On Monday we gave some thoughts on this long (30 years) gestating project, the lowkey reaction to its arrival, and Marvel’s muted PR campaign. 

The topic of Miracleman drew a rather lively (by 2024 standards) comment section here, more discussion on Reddit, and the usual social media chatter. Even the writer himself, Neil Gaiman, got in on the action with a post on BlueSky:

“It’s interesting seeing the comics press going “Why isn’t there more talk of Miracleman: The Silver Age”? Meanwhile, we get the kind of review that those of us who made comics in the dawn times dreamed of as a kind of grail,” he wrote, then linking to a review of Miracleman in The New York Times, which, he wasn’t wrong. It was a glowing review, penned by Sam Thielman. 

It is hard to imagine a realm of toyetic intellectual property that could tolerate Dickie Dauntless. (That’s a compliment.) He is both charmingly naïve and a product of his era in endearing, unfortunate ways. Gaiman had teased his return throughout the original run of “The Golden Age,” and now he and Buckingham shift away from employing multiple narrators as in that story to using Dickie’s perspective, putting us on his side very quickly. We bite our nails as he gapes in wonder at the immodestly dressed women, by 1963 standards, and people of color among the godlike gentry who make up his old chum’s royal court in this new world.
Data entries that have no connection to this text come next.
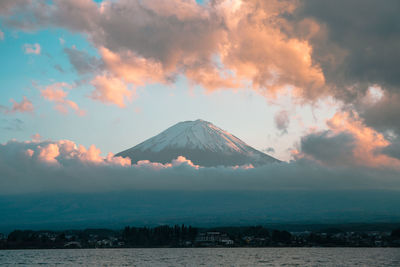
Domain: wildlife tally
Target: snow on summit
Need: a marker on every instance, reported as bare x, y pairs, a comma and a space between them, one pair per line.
200, 141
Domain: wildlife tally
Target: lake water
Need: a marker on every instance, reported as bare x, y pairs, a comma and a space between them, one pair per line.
204, 257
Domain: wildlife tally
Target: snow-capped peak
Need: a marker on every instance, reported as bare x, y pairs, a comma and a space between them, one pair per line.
200, 141
198, 134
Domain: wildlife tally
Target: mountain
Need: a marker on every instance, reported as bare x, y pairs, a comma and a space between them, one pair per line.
200, 141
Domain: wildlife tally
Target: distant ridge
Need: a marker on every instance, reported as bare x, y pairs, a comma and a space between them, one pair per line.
200, 141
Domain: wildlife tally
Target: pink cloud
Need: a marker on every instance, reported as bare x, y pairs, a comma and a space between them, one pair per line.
32, 49
49, 153
24, 106
111, 90
56, 94
57, 152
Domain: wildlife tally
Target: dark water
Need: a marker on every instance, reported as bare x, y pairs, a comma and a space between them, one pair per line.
204, 257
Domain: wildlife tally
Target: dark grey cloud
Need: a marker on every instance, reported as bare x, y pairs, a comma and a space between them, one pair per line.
383, 115
357, 44
392, 150
329, 148
282, 121
82, 61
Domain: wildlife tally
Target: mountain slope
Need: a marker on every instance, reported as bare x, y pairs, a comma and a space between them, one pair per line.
200, 141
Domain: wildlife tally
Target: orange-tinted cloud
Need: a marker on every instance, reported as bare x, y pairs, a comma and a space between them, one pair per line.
24, 106
55, 93
353, 142
111, 90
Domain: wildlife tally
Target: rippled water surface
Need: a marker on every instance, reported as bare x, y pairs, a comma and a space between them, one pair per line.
205, 257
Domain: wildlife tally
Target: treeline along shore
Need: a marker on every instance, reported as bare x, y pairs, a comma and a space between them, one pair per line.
188, 236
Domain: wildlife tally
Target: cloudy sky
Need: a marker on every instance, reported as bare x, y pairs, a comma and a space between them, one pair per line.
314, 83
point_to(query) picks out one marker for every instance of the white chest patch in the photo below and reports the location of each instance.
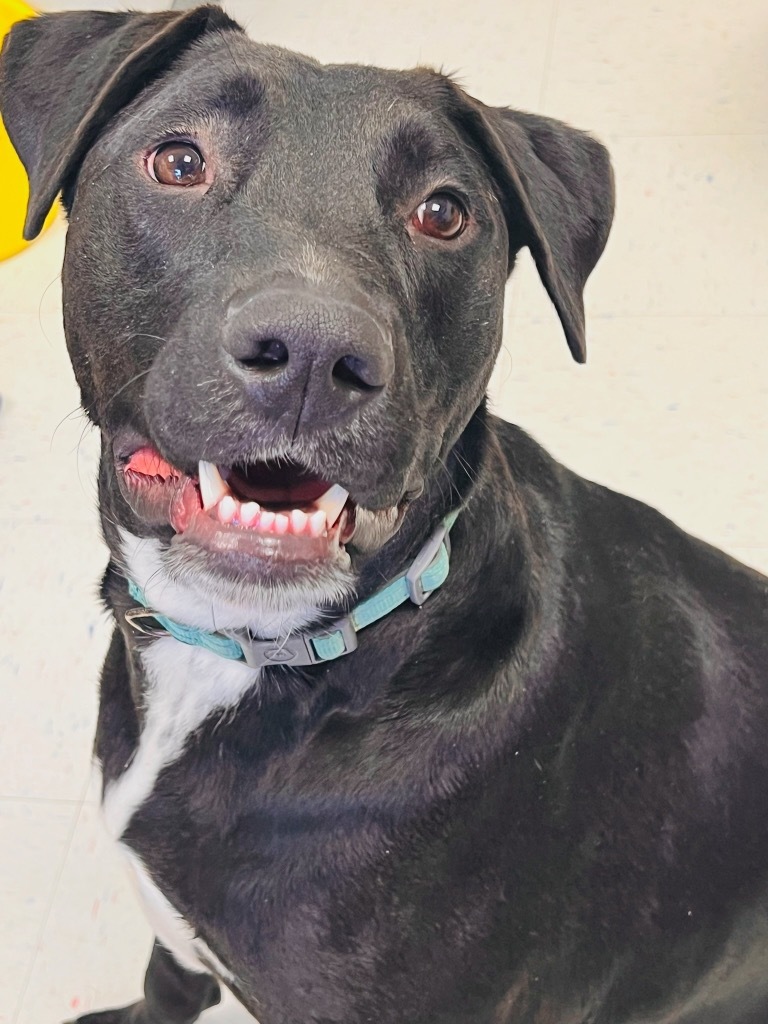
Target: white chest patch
(185, 685)
(169, 927)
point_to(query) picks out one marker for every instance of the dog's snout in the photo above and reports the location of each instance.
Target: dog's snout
(327, 354)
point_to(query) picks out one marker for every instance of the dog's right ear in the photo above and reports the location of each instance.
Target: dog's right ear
(62, 77)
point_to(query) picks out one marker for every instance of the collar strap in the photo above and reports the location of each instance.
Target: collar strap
(428, 571)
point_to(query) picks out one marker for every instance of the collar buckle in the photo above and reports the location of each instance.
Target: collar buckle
(300, 649)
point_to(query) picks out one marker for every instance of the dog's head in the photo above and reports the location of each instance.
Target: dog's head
(284, 283)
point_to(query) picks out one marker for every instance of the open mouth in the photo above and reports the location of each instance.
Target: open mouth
(258, 509)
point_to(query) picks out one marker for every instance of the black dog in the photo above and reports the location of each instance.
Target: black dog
(542, 798)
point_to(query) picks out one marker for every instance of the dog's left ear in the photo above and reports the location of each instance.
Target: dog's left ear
(556, 186)
(64, 76)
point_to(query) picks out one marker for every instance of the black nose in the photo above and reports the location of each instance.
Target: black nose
(324, 356)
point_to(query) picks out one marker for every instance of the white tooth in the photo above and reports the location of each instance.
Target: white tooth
(212, 487)
(248, 513)
(227, 509)
(317, 523)
(282, 522)
(298, 521)
(332, 503)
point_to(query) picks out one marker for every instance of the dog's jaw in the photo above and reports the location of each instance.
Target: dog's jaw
(176, 585)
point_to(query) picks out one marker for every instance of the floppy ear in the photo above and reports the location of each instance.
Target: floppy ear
(556, 186)
(64, 76)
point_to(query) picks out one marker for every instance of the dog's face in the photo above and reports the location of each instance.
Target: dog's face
(284, 282)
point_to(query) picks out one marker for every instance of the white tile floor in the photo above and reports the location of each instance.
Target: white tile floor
(672, 407)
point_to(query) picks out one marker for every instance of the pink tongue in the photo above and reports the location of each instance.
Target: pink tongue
(147, 462)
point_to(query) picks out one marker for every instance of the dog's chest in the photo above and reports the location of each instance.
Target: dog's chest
(186, 685)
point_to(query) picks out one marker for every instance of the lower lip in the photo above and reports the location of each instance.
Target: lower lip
(175, 500)
(196, 526)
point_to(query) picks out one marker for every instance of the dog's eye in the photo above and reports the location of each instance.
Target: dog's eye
(177, 164)
(441, 216)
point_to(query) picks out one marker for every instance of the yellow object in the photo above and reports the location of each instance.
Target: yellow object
(14, 188)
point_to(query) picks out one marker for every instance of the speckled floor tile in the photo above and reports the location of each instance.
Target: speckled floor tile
(34, 838)
(662, 68)
(54, 635)
(95, 944)
(673, 411)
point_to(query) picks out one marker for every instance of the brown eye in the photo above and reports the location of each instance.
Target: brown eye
(177, 164)
(441, 216)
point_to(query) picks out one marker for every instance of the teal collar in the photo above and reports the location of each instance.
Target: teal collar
(428, 571)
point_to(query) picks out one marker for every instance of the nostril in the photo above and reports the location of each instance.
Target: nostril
(269, 353)
(356, 374)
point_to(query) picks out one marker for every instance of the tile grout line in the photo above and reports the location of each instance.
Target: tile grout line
(548, 53)
(53, 890)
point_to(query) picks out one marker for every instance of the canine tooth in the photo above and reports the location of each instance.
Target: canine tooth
(212, 487)
(282, 523)
(332, 503)
(227, 508)
(249, 512)
(298, 521)
(317, 523)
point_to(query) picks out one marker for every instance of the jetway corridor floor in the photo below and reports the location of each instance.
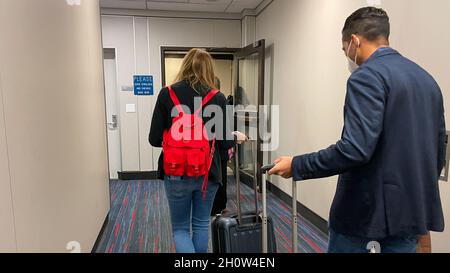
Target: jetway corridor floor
(139, 220)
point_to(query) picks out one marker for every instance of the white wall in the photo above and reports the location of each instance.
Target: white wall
(53, 119)
(138, 41)
(306, 70)
(420, 32)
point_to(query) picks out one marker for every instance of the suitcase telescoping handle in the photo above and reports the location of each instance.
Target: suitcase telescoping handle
(264, 170)
(253, 144)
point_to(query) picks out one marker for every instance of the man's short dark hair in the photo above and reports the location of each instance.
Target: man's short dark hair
(370, 22)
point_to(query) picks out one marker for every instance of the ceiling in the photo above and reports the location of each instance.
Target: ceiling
(225, 6)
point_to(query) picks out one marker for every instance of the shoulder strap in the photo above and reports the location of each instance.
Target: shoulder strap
(175, 100)
(207, 99)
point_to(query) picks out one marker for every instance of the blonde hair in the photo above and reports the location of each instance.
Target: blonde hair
(198, 69)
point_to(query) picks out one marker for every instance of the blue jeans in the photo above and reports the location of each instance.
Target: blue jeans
(339, 243)
(187, 206)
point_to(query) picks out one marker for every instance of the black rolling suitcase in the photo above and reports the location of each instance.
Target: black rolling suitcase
(243, 232)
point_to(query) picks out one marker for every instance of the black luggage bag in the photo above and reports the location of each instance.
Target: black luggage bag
(243, 232)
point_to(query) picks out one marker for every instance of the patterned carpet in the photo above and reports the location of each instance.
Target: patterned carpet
(139, 220)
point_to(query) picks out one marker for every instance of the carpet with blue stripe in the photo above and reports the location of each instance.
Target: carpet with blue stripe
(139, 220)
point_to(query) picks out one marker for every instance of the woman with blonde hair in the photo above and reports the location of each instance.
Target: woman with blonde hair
(190, 198)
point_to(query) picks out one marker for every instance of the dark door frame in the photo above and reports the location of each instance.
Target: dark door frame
(259, 48)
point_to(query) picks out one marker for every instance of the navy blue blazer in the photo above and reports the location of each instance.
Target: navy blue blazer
(391, 152)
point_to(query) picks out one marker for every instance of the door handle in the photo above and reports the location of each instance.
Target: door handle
(113, 124)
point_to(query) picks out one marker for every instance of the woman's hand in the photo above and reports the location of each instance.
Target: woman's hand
(240, 137)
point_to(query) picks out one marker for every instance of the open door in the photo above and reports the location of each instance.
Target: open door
(248, 97)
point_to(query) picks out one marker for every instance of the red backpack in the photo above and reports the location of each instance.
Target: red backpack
(186, 145)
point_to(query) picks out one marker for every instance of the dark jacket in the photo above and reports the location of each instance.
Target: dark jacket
(162, 121)
(391, 152)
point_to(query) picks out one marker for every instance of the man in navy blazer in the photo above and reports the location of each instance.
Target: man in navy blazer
(392, 149)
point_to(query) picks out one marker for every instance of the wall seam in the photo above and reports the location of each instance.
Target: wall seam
(137, 97)
(9, 165)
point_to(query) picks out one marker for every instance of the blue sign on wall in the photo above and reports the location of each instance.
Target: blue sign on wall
(143, 85)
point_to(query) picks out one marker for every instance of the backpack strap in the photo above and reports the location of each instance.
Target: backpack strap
(175, 100)
(207, 99)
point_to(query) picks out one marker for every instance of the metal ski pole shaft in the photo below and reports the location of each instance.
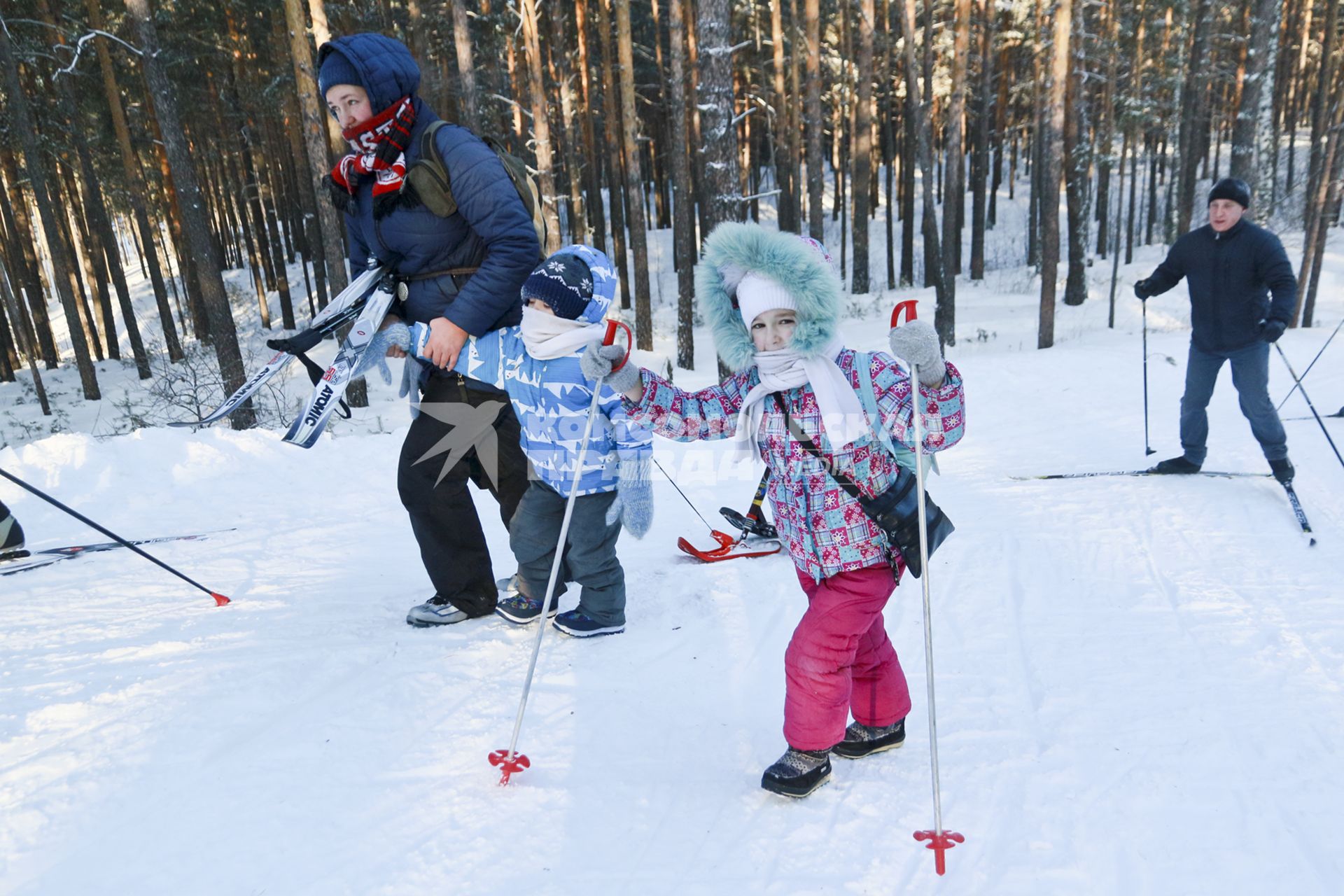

The review contains some back matter process illustrations from Mark Buckingham, suggesting that this was not just catching a stray, but a review with a bit of thought behind it. (In another skeet, Thielman revealed he had worked on it for months – and linked to his previous piece about Moore’s Miracleman.) In my own piece I had wondered if there were perhaps some unseen marketing efforts by Marvel or PRH to promote the book, and I guess there were!

And then yesterday (Thursday) a bit of a surprise in the old email inbox: a press release from Marvel about the book that not only included a front-facing image of the cover (the lack of which I’d complained about) but the link to a TRAILER for it.

It is perhaps a bit odd for the trailer to a graphic novel to come out the day AFTER it hits comics shops but…let’s accentuate the positive. Miracleman by Gaiman and Buckingham: The Silver Age is a book likely to sustain interest for a while, and all the buzz this week probably built up interest. 

We’ll probably never know why Marvel’s roll out for the NEW Miracleman collection was so buggy by conventional standards but it did roll out. And hopefully it sold a few copies along the way and maybe even a few people came to the shop to check it out. So a happy ending…until “The Dark Age” comes out, that is. 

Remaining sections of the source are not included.